Some members of the deer herd in Boyle County are becoming domesticated and unafraid of man, according to the actions of a young doe that has been visiting the Marion Simpson farm (a part of the old Irvine place on Perryville Road.) The doe runs with the cattle Simpson said, and has often been seen by motorists traveling on Perryville Road. Simpson has also recently watched her as she drank from a farm pond.
Danville High School has been selected as one of the five finalists in Gov. Louie B. Nunn’s Innovation Education Award for high schools. The program was initiated by Nunn earlier this year to “encourage and recognize innovative programs in Kentucky education.” DHS won its district championship due to innovations including weekly exposure to college life through free university programs with Centre College; a graphic arts program made possible by American Greetings; educational TV and teletype, made possible by Corning Glass; and enlarged science program, made possible by Jackson Chair; a weekly radio program through WHIR; the ROTC, an art gallery and many other innovations.
25 YEARS AGO — 1994
Plans for a new health department in Boyle County have been put back on the shelf for now. Local supporters think the delay in adopting the state budget hurt the project’s chances. The financing depended on a $275,000 Community Development Block Grant, $350,000 from the state Department for Health Services, $315,000 from the Boyle County Health Department and $30,000 from Boyle Fiscal Court. The request for the block grant has been denied, in effect killing the project for now.

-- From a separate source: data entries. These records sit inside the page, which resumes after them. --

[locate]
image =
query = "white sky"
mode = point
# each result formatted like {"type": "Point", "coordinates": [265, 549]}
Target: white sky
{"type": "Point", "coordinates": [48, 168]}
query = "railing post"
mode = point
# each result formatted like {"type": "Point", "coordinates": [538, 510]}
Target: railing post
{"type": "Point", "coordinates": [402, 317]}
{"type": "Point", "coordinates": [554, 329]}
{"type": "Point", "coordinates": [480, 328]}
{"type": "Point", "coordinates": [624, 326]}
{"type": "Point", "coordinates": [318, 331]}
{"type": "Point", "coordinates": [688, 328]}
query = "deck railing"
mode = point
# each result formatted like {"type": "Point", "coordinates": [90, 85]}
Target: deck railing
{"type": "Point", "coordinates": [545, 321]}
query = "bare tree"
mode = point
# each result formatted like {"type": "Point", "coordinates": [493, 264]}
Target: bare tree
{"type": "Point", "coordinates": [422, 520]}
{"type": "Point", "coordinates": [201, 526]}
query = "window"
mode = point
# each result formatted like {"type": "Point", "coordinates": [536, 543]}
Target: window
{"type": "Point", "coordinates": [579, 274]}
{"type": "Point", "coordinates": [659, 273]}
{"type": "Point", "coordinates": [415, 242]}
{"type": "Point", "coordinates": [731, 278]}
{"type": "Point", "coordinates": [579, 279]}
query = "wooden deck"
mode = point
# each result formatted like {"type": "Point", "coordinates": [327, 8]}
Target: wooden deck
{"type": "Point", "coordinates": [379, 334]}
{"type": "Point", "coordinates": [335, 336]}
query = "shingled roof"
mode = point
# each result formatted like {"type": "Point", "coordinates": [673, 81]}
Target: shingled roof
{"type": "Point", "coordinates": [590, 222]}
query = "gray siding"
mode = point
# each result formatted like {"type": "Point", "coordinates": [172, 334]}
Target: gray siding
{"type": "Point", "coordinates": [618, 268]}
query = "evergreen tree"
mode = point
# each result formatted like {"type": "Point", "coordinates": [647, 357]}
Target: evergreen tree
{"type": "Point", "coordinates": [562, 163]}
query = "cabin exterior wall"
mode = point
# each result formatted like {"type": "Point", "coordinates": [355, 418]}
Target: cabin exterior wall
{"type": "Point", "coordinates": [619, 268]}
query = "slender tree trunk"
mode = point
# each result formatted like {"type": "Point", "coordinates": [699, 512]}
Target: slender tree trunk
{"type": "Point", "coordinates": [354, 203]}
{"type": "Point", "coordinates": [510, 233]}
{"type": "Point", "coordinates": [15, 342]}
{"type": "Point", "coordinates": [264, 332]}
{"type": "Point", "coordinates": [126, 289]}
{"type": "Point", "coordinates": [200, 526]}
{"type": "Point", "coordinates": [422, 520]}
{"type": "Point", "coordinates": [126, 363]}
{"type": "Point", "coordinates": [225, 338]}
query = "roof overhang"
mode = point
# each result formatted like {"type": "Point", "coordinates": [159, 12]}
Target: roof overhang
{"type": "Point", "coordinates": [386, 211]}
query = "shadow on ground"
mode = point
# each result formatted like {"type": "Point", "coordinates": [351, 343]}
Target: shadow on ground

A view of Danville’s history will be presented next week as part of the community’s observation of Preservation Week. Local activities include a display of Indian artifacts found on the hill across from Kmart. The arrowheads and tools were found when an archaeological evaluation of the site was done before Danville built a water storage tower there. The artifacts date from the Archaic period, which ran from 7000 to 1000 BC, indicate prehistoric Indians used the knoll as a temporary camping site.
Reflecting a trend of hospitals shifting their focus from inpatient care to outpatient services, Ephraim McDowell Regional Medical Center will soon break ground on a project to add 63,000 square feet and renovate 30,000 square feet of existing space. The plan was approved last year and provides more space for the emergency department and services including physical therapy, occupational therapy, radiology, laboratory, surgery, nutrition and education services. The current emergency department, completed in 1978, was designed for 11,000 patients a year, but it now handles nearly 20,000 patients annually.